December 28, 2021. (Dkt. 1). After Starbucks filed its first partial motion to dismiss, Perkins amended his complaint. (Dkt. 8; Dkt. 16). Starbucks filed a supplemental partial motion to dismiss to address the new allegations in Perkins’s amended complaint. (Dkt. 19). Starbucks also filed a motion to stay discovery during the pendency of its partial motions to dismiss, and the Court granted the motion1 and stayed all discovery. (Dkt. 25; Dkt. 31). In his live complaint, Perkins pleads claims under Title VII of the Civil Rights Act

of 1964 (“Title VII”); 42 U.S.C. § 1981 (“Section 1981”); and the Americans with Disabilities Act (“ADA”). (Dkt. 16 at pp. 17–32).
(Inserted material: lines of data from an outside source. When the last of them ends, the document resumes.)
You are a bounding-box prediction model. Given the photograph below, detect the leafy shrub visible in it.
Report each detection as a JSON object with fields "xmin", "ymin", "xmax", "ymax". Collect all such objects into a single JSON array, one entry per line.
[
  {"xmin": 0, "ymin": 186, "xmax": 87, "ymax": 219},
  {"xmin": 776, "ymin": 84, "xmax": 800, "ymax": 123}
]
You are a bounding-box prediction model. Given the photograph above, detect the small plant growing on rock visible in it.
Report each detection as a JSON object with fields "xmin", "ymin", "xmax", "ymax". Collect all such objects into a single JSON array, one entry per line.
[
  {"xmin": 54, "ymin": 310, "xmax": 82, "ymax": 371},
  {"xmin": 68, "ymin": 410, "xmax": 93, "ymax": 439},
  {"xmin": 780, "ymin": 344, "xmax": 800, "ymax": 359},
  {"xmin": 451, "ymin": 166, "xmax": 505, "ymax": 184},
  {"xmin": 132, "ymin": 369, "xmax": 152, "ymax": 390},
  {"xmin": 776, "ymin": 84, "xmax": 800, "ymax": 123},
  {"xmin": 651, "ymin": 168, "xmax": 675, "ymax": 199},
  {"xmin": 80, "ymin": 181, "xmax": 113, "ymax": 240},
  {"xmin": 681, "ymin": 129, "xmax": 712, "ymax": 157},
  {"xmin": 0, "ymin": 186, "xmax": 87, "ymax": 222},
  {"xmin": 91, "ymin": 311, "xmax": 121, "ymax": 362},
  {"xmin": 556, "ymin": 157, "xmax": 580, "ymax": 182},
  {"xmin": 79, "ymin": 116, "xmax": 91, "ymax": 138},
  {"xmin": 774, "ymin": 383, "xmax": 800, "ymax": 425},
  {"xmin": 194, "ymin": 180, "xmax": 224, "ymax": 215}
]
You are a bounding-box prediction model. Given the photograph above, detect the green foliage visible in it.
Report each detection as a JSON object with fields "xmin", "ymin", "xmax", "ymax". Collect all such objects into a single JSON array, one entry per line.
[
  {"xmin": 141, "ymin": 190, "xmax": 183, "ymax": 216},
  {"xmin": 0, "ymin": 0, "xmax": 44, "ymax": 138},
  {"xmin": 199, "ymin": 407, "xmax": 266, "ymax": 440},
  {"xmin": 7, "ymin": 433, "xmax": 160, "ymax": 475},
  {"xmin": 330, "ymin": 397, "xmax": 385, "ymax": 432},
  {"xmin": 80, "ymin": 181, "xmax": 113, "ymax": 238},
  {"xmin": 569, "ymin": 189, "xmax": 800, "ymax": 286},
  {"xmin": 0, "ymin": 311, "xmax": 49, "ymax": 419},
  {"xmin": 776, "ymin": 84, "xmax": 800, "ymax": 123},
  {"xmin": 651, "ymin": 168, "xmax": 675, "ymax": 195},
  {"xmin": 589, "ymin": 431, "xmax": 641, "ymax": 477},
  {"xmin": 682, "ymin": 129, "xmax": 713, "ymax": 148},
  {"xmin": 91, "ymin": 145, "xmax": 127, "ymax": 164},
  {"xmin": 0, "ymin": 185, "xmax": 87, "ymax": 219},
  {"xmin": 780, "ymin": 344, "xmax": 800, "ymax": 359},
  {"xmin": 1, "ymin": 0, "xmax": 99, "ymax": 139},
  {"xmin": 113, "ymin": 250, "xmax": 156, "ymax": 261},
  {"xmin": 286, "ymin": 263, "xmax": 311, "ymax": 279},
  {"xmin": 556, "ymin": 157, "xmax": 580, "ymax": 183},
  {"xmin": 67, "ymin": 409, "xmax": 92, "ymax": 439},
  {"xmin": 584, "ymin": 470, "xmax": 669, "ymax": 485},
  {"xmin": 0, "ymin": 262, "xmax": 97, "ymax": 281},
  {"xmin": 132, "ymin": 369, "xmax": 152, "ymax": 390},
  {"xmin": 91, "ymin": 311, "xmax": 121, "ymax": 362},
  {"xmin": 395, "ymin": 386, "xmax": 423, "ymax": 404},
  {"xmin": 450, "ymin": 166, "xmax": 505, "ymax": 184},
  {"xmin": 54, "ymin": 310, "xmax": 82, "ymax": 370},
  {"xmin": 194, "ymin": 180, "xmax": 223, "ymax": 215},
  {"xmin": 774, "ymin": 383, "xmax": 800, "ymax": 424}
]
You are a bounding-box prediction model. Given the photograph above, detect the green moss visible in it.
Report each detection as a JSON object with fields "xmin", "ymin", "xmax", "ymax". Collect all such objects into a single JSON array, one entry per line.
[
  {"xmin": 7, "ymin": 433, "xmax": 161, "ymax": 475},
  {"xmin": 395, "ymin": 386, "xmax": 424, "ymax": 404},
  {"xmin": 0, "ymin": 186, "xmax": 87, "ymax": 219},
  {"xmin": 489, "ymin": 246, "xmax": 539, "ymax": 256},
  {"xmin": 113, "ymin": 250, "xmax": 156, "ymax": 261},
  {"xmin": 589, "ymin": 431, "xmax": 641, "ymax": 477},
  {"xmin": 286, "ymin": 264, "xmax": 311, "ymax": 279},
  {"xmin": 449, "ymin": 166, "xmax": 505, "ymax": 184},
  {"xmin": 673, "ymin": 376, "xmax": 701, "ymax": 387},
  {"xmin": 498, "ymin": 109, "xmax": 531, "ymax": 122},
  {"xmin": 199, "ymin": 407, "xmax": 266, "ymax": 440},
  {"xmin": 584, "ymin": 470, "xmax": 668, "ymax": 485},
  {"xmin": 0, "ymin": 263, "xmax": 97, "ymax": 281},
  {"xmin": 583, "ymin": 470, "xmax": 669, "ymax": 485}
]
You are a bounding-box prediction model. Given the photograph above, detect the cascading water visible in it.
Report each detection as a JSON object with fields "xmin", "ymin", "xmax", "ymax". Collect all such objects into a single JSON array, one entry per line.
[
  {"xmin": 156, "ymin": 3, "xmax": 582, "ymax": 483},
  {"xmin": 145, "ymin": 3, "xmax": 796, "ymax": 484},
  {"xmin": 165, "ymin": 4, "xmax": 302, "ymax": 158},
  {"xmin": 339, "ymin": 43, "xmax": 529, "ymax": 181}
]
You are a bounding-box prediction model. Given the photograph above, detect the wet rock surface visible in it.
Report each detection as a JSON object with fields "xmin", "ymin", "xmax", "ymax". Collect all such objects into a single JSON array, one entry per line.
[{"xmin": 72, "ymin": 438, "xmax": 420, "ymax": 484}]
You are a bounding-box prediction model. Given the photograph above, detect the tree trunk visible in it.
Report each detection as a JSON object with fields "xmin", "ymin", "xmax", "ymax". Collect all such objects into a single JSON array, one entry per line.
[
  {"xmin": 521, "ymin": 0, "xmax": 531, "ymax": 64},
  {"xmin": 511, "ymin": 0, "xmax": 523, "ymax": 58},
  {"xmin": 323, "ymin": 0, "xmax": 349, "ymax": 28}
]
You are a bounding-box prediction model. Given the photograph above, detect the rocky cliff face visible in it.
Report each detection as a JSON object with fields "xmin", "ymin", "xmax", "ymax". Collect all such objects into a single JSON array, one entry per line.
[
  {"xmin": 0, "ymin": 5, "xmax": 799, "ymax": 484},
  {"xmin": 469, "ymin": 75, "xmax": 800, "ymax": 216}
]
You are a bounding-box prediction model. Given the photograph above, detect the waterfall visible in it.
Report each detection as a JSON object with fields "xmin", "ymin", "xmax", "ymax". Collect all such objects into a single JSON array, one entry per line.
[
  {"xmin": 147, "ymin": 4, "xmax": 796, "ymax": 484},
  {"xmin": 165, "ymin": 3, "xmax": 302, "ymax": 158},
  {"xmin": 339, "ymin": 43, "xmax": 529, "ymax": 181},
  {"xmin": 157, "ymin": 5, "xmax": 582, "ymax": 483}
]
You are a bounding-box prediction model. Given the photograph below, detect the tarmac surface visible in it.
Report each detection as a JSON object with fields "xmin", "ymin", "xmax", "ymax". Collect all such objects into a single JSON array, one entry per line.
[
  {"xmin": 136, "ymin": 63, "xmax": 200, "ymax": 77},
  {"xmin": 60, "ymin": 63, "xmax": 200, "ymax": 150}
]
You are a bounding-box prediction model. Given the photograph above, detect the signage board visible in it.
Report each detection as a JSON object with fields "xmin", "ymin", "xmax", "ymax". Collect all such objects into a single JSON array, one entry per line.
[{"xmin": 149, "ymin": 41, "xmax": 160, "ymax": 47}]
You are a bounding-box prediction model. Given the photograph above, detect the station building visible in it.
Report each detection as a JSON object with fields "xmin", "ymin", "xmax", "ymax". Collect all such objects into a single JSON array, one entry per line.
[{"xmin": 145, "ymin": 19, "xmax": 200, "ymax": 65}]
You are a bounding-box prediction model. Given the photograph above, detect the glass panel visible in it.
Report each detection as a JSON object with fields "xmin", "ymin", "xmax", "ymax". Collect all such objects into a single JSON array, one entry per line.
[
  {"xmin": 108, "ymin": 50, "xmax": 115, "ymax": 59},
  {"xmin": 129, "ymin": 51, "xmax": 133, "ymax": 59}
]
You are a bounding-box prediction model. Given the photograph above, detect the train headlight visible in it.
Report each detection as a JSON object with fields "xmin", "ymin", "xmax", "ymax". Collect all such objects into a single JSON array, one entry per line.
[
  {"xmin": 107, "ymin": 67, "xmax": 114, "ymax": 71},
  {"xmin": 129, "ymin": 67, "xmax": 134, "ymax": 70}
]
Perkins alleges that he is “a Black, Jewish man” and that Starbucks discriminated against him on the basis of both his race and his religion. (Dkt. 16 at pp. 17–32). Perkins further alleges that he suffered from “anxiety, depression, PTSD and ADHD” and that Starbucks discriminated against him based on

those disabilities. (Dkt. 16 at pp. 17–32). In its motions, Starbucks argues for dismissal of all of Perkins’s claims under Title VII and the ADA. (Dkt. 18 at pp. 6–7).